BTW, the quick talk stuff was a mod before, so TW just added a mod. Don´t get me wrong, both are welcome features, but they are not really game changers :wink:

If they add the ability to control your parties (give them commands) that would be huge, that´s what I call a "real" new feature.

+40 billion points! JACKPOT!!!!!!!!!!!!!!
 
The closest I've come to game development is being a closed beta tester but I've dealt with contracting for software: $50,000 is about enough to get you laughed at. The amount you're looking at for fast, reliable work starts like in the mid six figure range and you need to be very clear about what you want.
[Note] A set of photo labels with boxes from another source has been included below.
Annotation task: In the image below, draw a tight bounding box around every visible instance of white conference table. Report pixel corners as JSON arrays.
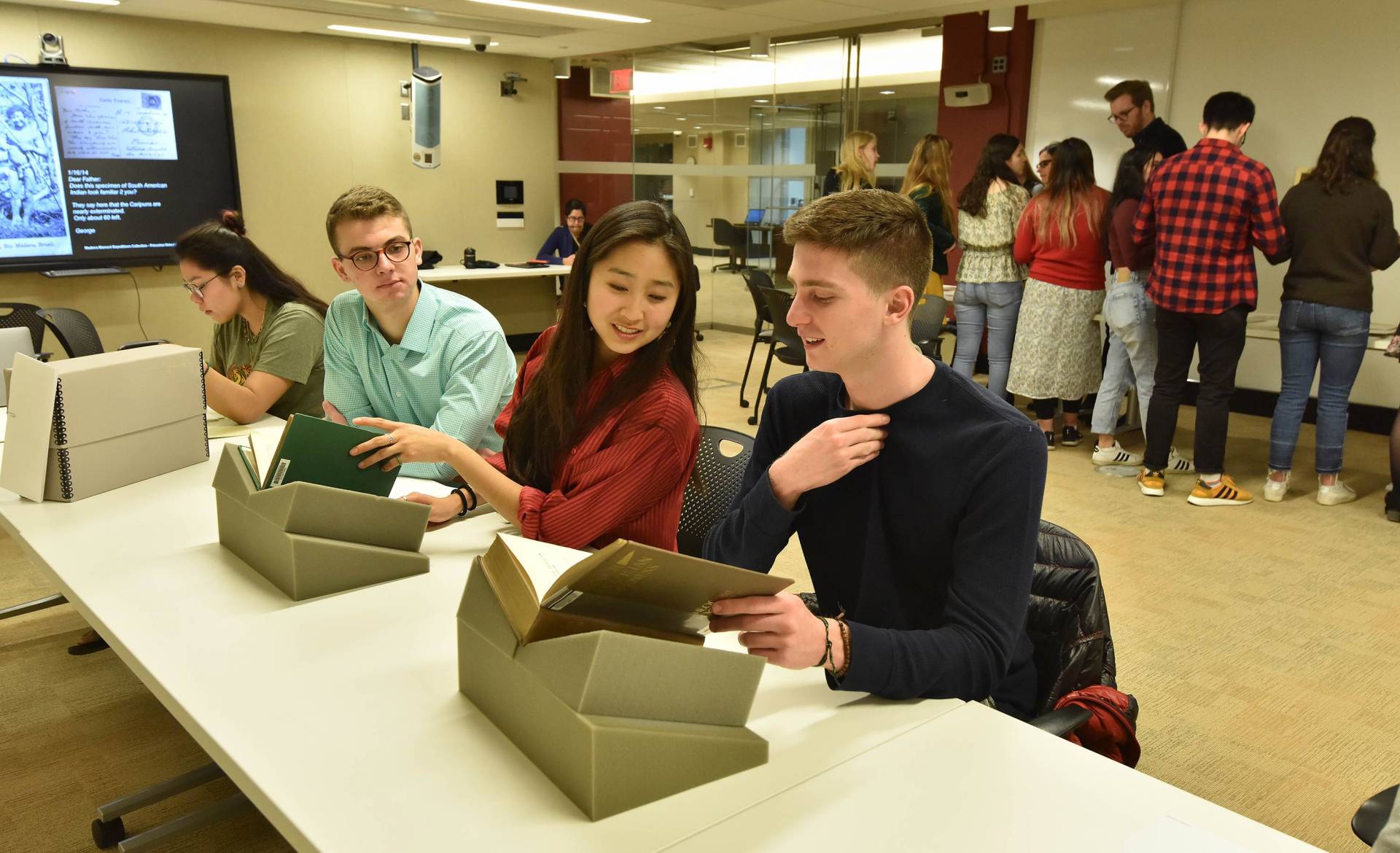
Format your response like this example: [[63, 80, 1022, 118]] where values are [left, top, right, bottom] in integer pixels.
[[0, 418, 962, 853], [666, 703, 1319, 853], [419, 263, 572, 335]]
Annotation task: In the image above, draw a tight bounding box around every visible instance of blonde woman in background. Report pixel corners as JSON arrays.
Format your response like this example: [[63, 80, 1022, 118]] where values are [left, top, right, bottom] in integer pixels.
[[899, 133, 957, 289], [822, 131, 879, 196]]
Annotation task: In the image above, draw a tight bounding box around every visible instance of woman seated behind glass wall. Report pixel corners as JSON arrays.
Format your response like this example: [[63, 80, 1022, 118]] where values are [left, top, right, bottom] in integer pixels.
[[351, 202, 700, 550], [822, 131, 879, 196], [534, 199, 592, 266], [175, 210, 326, 423]]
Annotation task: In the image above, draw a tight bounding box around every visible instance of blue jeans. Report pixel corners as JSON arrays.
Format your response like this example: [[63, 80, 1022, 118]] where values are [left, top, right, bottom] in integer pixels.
[[1089, 270, 1156, 435], [1269, 300, 1371, 473], [954, 281, 1024, 398]]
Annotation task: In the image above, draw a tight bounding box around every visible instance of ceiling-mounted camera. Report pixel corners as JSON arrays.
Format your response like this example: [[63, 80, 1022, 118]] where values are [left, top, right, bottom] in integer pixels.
[[39, 32, 69, 66], [501, 71, 529, 98]]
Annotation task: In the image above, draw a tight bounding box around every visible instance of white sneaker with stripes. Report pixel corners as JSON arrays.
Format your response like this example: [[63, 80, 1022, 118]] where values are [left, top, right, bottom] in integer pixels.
[[1094, 440, 1143, 465], [1166, 447, 1196, 473]]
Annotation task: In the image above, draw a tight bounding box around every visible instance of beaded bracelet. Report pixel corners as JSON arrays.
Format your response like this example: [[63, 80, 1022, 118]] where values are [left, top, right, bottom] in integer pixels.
[[812, 613, 831, 666]]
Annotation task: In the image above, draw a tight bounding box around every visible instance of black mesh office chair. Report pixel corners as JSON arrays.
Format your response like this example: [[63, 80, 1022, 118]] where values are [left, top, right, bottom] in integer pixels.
[[709, 219, 749, 272], [1351, 784, 1400, 847], [739, 268, 773, 409], [749, 287, 806, 426], [910, 293, 948, 362], [0, 303, 44, 353], [39, 308, 106, 359], [676, 426, 753, 558]]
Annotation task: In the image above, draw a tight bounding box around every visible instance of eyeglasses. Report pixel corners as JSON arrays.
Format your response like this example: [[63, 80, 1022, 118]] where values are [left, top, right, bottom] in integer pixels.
[[339, 240, 413, 272], [181, 275, 219, 303], [1109, 104, 1143, 125]]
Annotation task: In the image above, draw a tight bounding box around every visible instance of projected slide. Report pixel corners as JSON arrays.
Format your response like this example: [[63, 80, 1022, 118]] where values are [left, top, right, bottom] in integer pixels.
[[0, 76, 73, 257], [55, 85, 179, 160]]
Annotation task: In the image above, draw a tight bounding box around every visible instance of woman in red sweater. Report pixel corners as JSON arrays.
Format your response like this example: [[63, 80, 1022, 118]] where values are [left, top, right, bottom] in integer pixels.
[[351, 202, 700, 550], [1006, 136, 1109, 450]]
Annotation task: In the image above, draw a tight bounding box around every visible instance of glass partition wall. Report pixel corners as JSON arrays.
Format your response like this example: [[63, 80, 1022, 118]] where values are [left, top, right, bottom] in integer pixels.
[[618, 29, 942, 332]]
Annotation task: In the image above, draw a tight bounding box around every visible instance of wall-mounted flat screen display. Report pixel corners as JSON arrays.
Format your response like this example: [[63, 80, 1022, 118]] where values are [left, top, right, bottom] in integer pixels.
[[0, 64, 239, 272]]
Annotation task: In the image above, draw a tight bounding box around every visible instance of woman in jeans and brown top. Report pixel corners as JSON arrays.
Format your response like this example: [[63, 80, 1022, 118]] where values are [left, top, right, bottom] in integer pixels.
[[1006, 137, 1109, 450], [954, 133, 1030, 397], [1264, 117, 1400, 506]]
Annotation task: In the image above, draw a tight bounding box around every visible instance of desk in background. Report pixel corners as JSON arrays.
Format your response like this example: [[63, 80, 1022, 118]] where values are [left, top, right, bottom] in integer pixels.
[[419, 265, 572, 335]]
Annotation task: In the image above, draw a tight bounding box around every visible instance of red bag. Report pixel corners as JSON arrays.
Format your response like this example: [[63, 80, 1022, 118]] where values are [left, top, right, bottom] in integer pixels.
[[1056, 685, 1143, 768]]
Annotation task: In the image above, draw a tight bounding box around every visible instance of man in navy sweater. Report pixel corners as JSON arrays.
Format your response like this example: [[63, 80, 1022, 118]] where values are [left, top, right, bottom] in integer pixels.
[[704, 190, 1046, 719]]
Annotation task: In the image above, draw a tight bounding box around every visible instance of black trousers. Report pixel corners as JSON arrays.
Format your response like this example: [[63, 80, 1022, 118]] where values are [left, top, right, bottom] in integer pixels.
[[1143, 305, 1249, 473]]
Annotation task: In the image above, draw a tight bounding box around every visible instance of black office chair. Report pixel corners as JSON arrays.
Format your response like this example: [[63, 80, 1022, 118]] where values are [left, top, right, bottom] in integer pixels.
[[709, 219, 749, 273], [676, 426, 753, 558], [739, 268, 773, 409], [1351, 784, 1400, 847], [910, 294, 948, 362], [0, 303, 44, 353], [39, 308, 106, 359], [1026, 520, 1138, 737], [749, 287, 806, 426]]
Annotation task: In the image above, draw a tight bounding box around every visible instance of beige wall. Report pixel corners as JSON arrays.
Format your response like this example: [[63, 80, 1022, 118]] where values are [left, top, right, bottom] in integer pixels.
[[0, 3, 559, 348]]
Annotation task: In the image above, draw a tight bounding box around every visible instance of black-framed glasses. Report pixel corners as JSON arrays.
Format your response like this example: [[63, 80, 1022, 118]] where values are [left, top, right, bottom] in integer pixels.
[[341, 240, 413, 272], [181, 273, 222, 303], [1109, 104, 1143, 125]]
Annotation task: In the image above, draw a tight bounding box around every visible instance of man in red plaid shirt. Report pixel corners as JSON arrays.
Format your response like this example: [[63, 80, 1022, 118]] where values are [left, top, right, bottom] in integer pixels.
[[1132, 93, 1286, 507]]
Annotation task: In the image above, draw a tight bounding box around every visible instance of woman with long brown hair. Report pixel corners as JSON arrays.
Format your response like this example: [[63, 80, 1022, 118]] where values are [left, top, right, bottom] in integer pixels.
[[175, 210, 326, 423], [822, 131, 879, 196], [954, 133, 1030, 397], [899, 133, 957, 280], [351, 202, 700, 550], [1006, 136, 1109, 450], [1264, 116, 1400, 506]]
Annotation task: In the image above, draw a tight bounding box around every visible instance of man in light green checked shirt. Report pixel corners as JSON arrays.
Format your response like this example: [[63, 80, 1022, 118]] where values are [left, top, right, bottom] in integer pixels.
[[324, 185, 516, 482]]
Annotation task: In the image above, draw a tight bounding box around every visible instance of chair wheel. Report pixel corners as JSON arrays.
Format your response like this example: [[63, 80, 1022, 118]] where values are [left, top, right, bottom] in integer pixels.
[[93, 818, 126, 850]]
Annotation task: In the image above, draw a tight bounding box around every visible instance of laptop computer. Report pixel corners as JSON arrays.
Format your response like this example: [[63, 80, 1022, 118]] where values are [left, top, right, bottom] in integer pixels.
[[0, 327, 34, 403]]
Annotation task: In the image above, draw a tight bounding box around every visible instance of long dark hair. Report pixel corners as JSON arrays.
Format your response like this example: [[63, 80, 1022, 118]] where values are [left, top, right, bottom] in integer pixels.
[[1097, 146, 1156, 246], [957, 133, 1021, 216], [175, 210, 326, 316], [505, 202, 700, 490], [1026, 136, 1103, 248], [1307, 116, 1376, 195]]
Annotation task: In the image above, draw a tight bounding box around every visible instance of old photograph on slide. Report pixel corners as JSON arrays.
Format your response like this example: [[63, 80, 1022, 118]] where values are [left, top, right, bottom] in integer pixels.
[[0, 76, 73, 257]]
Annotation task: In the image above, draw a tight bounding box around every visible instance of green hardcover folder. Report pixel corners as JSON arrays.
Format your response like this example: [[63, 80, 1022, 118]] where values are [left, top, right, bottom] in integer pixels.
[[254, 415, 399, 497]]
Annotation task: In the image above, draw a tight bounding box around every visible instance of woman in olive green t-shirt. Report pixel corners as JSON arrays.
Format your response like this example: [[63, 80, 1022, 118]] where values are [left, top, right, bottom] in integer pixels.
[[175, 210, 326, 423]]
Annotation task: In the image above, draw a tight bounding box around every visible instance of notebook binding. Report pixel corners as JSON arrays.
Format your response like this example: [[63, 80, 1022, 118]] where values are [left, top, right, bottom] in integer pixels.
[[199, 350, 209, 459], [53, 380, 73, 500]]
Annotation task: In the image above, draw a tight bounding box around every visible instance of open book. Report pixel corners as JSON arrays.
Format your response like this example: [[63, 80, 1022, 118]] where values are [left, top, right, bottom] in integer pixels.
[[238, 415, 397, 497], [481, 534, 793, 644]]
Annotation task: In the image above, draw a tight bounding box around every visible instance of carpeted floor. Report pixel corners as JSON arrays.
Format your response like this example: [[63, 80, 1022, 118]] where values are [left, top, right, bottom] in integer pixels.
[[0, 330, 1400, 853]]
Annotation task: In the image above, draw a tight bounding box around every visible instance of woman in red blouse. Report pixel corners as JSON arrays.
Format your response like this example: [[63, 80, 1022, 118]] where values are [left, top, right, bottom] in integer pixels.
[[351, 202, 700, 550]]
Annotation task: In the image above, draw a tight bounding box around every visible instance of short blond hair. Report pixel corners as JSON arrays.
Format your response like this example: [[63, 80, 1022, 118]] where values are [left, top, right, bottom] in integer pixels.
[[326, 184, 413, 255], [782, 189, 934, 303]]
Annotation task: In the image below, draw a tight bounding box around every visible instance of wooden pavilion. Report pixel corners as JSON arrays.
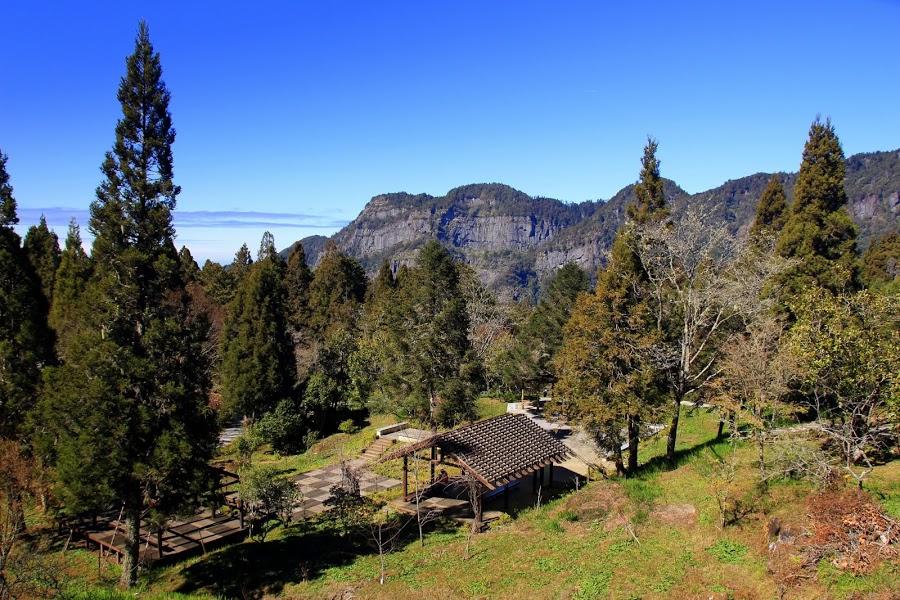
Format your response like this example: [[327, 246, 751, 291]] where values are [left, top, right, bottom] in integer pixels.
[[379, 414, 571, 510]]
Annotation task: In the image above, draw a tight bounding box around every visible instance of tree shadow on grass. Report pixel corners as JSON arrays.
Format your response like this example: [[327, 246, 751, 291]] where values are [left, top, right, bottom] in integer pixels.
[[169, 518, 460, 598], [637, 436, 729, 477]]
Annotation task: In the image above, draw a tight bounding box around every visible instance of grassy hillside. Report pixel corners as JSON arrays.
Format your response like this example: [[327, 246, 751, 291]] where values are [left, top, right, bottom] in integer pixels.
[[24, 406, 900, 599]]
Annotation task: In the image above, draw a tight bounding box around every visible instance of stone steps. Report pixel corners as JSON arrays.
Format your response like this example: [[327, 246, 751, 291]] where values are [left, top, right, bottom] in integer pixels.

Modders do a mindboggling amount of work for free because it is something they want to do. There are low odds they are going to value their time the same way when working on someone else's interests. Because that's called work.
Im inclined to agree with you, although we are talking about two different things it seems.. I spoke of rewarding modders to mod the game with things that are enjoyable at the community wants, before TW can give us something substantial (which they seem to fail at often somehow?) - so, on that, I think you totally misinterpreted my post.

As a community, weve given millions of dollars to TW, just in bannerlord - but we arent being engaged, we arent being listened to - they previously asserted that suggestion posts which are very popular are the ones that get considered for implementation, seems pretty arbitrary since they arent actively making community engagement efforts in the forms of surveys etc (not everyone is on forum) - they havent put any effort into it (or barely if they have). I have seen many EA games do much much much better with clear communication, roadmapping, community engagement and community led development (what the players want).

Bannerlord, for all intents and purposes, is a game from the devs, for the devs - not for the fans - and that is what is truly painful and frustrating.